Introduction: Glioblastoma multiforme (GBM) is the most common deadly brain malignancy and lacks effective therapies. Immunotherapy acts as a promising novel strategy, but not for all GBM patients. Therefore, classifying these patients into different prognostic groups is urgent for better personalized management. Materials and Methods: The Cell type Identification by Estimating Relative Subsets of RNA Transcripts (CIBERSORT) algorithm was used to estimate the fraction of 22 types of immune-infiltrating cells, and least absolute shrinkage and selection operator (LASSO) Cox regression analysis was performed to construct an immune infiltration-related prognostic scoring system (IIRPSS). Additionally, a quantitative predicting survival nomogram was also established based on the immune risk score (IRS) derived from the IIRPSS. Moreover, we also preliminarily explored the differences in the immune microenvironment between different prognostic groups.

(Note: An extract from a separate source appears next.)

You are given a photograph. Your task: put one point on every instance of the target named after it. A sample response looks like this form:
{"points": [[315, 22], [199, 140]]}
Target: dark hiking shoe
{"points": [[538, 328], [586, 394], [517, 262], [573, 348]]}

Results: There was a total of 310 appropriate GBM samples (239 from TCGA and 71 from CGGA) included in further analyses after CIBERSORT filtering and data processing. The IIRPSS consisting of 17 types of immune cell fractions was constructed in TCGA cohort, the patients were successfully classified into different prognostic groups based on their immune risk score (p = 1e-10). What's more, the prognostic performance of the IIRPSS was validated in CGGA cohort (p = 0.005). The nomogram also showed a superior predicting value. (The predicting AUC for 1-, 2-, and 3-year were 0.754, 0.813, and 0.871, respectively). The immune microenvironment analyses reflected a significant immune response and a higher immune checkpoint expression in high-risk immune group. Conclusion: Our study constructed an IIRPSS, which maybe valuable to help clinicians select candidates most likely to benefit from immunological checkpoint inhibitors (ICIs) and laid the foundation for further improving personalized immunotherapy in patients with GBM.